5 Lessons I've Learned While Transitioning From Working at Home to a Physical Office
Remote setups give startups and small businesses the luxury of operating from anywhere in the world with a team of remote employees, in addition to eliminating a large monthly expense. They can be great -- many companies thrive using this setup and I’ve run a remote setup for years, but as I’m currently pivoting my company, it requires that I transition to a physical office.
I’m converting a new industrial shell into an office/warehouse combination that will allow us to store and fulfill all of the new consumer brands we are launching and do all of the marketing in-house as well. It’s been both exciting and overwhelming. During this period I’ve encountered some realities of transitioning from a remote organization to a physical office.
1. Talent recruitment must be locally focused.
I have some great designers and developers that I use who are located all over the world. While they can still be utilized for some projects, I need to hire the best local talent to handle immediate needs. If a package manufacturer needs an art file edited quickly in order to make a print deadline, we can’t wait until the next day -- it needs to be done on the spot.
The same applies to Facebook advertising and AdWords team members, social media marketers and customer service reps -- everything now must be in-house to support the new direction and anticipated hyper-scaling.
2. Team-building and work-life balance becomes a top priority.
Personally, I struggled with work-life balance in the beginning, and I am very vocal about those struggles. I was afraid that if I wasn’t working 24/7 I would lose momentum and fail. I was very wrong.
It wasn’t until I learned how to unplug from the business and have a life outside of the business, that I truly gained momentum and started to accomplish my goals. With an entire team in-house, team building in and out of the office will become a priority, as will promoting a healthy work-life balance.

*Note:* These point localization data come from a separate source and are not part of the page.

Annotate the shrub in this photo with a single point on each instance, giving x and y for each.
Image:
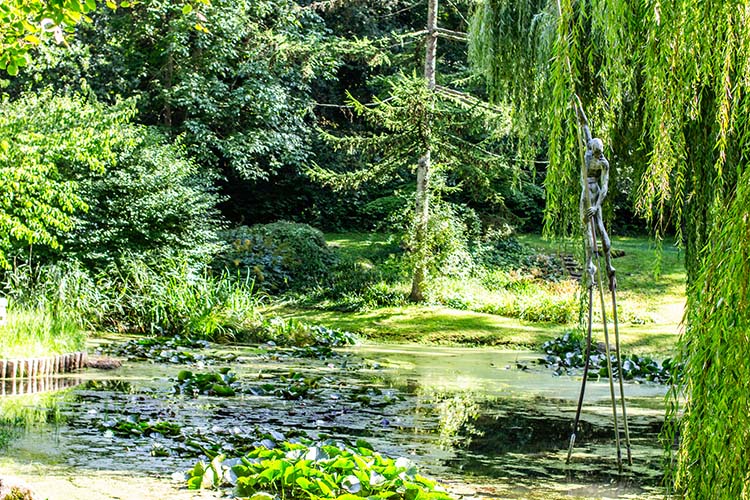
(278, 256)
(101, 186)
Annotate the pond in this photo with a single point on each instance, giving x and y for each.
(487, 423)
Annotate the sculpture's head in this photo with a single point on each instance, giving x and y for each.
(597, 147)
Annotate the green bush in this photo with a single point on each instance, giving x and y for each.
(152, 198)
(91, 186)
(278, 256)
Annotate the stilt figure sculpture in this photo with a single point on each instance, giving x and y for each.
(594, 183)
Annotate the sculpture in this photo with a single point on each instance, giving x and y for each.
(594, 185)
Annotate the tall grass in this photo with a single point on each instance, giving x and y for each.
(172, 298)
(167, 296)
(38, 332)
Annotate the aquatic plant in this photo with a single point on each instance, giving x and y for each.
(133, 426)
(303, 469)
(291, 387)
(175, 350)
(219, 383)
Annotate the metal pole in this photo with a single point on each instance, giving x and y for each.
(620, 375)
(607, 349)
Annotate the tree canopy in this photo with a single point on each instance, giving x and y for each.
(652, 73)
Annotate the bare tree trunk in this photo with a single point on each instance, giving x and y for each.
(422, 212)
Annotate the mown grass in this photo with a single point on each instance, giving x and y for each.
(650, 299)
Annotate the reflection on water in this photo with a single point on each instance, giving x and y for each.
(488, 418)
(35, 385)
(29, 411)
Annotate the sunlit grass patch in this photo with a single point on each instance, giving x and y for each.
(36, 332)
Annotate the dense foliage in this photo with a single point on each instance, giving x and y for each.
(654, 68)
(276, 256)
(46, 144)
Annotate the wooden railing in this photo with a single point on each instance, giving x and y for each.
(18, 369)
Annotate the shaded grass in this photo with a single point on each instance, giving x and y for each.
(650, 298)
(36, 333)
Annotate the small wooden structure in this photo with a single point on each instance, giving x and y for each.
(3, 311)
(30, 368)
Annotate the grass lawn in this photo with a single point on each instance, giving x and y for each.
(651, 302)
(30, 334)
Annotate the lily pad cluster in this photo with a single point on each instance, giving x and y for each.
(566, 354)
(133, 426)
(324, 470)
(216, 383)
(291, 387)
(174, 350)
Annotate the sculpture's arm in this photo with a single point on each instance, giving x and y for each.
(603, 183)
(583, 121)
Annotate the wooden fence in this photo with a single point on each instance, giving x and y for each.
(16, 369)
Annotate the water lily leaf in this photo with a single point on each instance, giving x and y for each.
(324, 488)
(314, 454)
(351, 484)
(376, 479)
(194, 483)
(209, 479)
(230, 477)
(343, 463)
(304, 483)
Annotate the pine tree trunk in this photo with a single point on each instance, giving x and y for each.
(422, 209)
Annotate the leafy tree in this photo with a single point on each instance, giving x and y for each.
(653, 67)
(44, 143)
(238, 94)
(83, 182)
(27, 24)
(152, 199)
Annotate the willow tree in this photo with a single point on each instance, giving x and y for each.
(674, 77)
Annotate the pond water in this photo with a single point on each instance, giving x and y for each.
(487, 423)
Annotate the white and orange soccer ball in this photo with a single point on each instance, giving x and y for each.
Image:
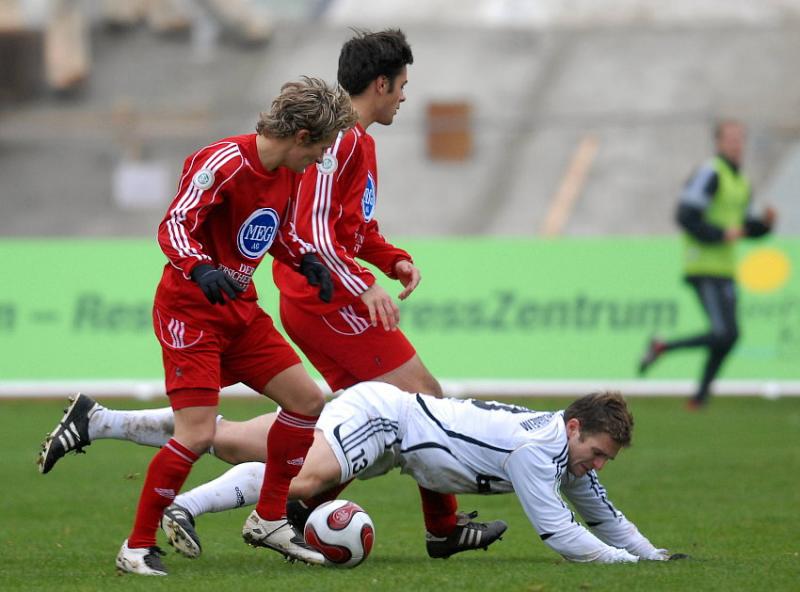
(341, 531)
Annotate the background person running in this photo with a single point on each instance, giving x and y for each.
(715, 211)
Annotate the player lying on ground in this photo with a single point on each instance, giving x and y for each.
(447, 445)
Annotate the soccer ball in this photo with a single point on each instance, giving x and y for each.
(341, 531)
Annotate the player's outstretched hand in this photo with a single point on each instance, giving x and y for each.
(215, 283)
(409, 276)
(317, 275)
(381, 306)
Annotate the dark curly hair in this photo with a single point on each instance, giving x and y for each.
(368, 55)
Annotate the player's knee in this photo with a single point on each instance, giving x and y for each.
(198, 443)
(310, 403)
(305, 486)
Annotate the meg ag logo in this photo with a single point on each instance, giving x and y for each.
(368, 200)
(258, 232)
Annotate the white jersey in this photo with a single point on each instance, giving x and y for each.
(473, 446)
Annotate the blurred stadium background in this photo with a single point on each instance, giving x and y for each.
(534, 122)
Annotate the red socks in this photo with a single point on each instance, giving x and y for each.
(288, 441)
(439, 510)
(165, 477)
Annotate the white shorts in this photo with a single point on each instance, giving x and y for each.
(364, 427)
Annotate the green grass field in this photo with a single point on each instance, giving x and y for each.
(722, 485)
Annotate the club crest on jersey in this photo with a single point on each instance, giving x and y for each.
(368, 200)
(328, 164)
(258, 232)
(203, 179)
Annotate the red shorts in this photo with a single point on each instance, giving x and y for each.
(343, 346)
(198, 359)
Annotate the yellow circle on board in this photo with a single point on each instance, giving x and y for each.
(764, 270)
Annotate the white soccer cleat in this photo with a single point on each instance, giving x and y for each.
(145, 562)
(280, 536)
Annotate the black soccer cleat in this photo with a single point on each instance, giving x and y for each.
(178, 524)
(655, 348)
(70, 435)
(466, 536)
(297, 514)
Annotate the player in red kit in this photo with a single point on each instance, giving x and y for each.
(232, 208)
(354, 337)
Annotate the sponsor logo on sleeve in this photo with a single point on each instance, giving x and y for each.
(368, 200)
(258, 232)
(203, 179)
(328, 164)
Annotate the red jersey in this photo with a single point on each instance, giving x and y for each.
(229, 211)
(334, 211)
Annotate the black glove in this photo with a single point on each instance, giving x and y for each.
(213, 282)
(317, 275)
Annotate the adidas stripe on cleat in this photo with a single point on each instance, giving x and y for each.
(178, 524)
(280, 536)
(71, 434)
(466, 536)
(144, 562)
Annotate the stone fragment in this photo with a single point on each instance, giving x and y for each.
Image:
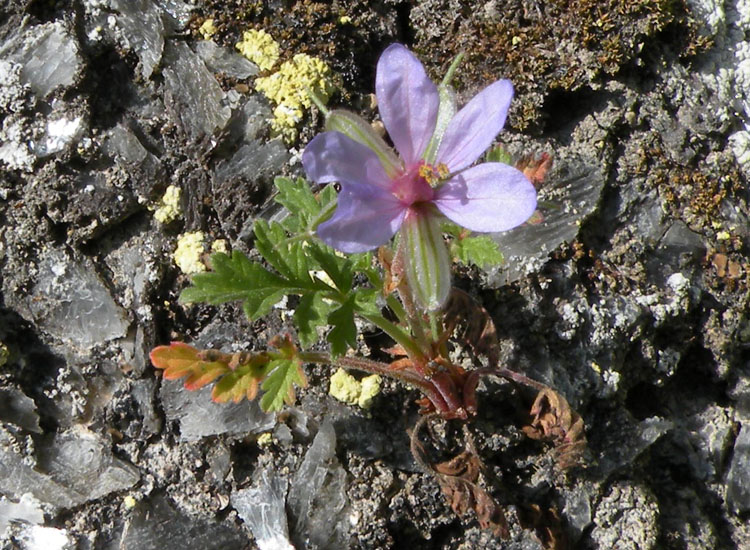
(16, 408)
(70, 302)
(192, 94)
(26, 510)
(72, 468)
(574, 191)
(263, 508)
(155, 523)
(738, 478)
(48, 57)
(317, 497)
(626, 519)
(222, 60)
(142, 27)
(83, 461)
(199, 417)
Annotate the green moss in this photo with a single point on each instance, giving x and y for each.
(542, 46)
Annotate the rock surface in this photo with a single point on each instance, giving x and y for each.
(630, 297)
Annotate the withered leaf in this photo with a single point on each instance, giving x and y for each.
(472, 324)
(552, 419)
(458, 480)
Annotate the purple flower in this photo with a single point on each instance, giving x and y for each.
(437, 147)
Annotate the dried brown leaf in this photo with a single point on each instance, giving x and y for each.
(552, 419)
(458, 480)
(472, 324)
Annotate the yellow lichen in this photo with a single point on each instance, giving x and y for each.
(220, 245)
(169, 206)
(348, 389)
(187, 256)
(289, 89)
(370, 388)
(260, 48)
(207, 29)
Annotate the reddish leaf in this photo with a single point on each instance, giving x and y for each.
(238, 374)
(179, 360)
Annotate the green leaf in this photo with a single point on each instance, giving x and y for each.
(338, 269)
(343, 334)
(283, 375)
(288, 258)
(311, 313)
(237, 278)
(298, 198)
(481, 251)
(498, 154)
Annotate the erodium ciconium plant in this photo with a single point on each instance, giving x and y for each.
(432, 176)
(402, 204)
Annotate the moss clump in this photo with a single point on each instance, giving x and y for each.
(542, 46)
(260, 48)
(288, 89)
(169, 206)
(187, 255)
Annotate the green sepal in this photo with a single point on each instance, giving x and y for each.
(358, 129)
(426, 261)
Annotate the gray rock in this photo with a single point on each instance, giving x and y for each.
(49, 58)
(192, 94)
(73, 468)
(142, 28)
(263, 508)
(70, 302)
(626, 519)
(738, 478)
(16, 408)
(83, 461)
(26, 510)
(222, 60)
(198, 416)
(156, 525)
(317, 497)
(572, 195)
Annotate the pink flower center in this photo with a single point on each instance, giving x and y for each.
(414, 185)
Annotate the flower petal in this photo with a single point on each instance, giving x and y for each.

Team members as well as the company becomes most profitable when the quality of everyone’s work-life balance is at an optimal level. Life and work, after all, are to be enjoyed, and having struggled with this in the past I need to lead by example from the beginning.
3. Commercial office space comes with more financial responsibilities and potential issues.
During the process of looking at industrial office space, two things became very apparent -- it’s a big commitment and some of these spaces come with potential issues. The more build-out you require, the longer the lease. The older the space, the more potential issues down the line.
Did you know there are multiple categories of commercial water damage? Well there are, and several properties had leaks and water spots -- something I wanted no part of. This is the primary reason that I gravitated toward a brand new industrial development. Not only is it a blank canvas to create my ideal office and warehouse, but it also eliminates a lot of potential issues and headaches down the road.
4. It requires additional staff to fully manage.
While some positions and tasks can still be handled by remote team members, and in-house team members will likely have the opportunity to work at least one day a week remotely, a physical office requires some additional positions.
We now have dedicated hours of operation, and the front door and reception area need to be open during those hours in order to receive deliveries and send out daily shipments. A remote operation doesn’t require a happy smiling face to greet delivery drivers, while a physical office does. So, I am now currently on the hunt for someone to fulfill this duty.
5. A local brick-and-mortar operation is more attractive to local investors.
I’ve always been a fan of bootstrapping, and up until this point I have never taken on an investor. I’m not actively seeking that option, but having a physical location makes landing a private investor much more doable, if that ever becomes a desire.
While out networking in Miami I’ve run into a few people that were interested in what we had in the works, and in terms of scalability, an investment drastically speeds up that process. Fom talking to local investors, it’s become apparent that they really like the idea of having the operation under one roof.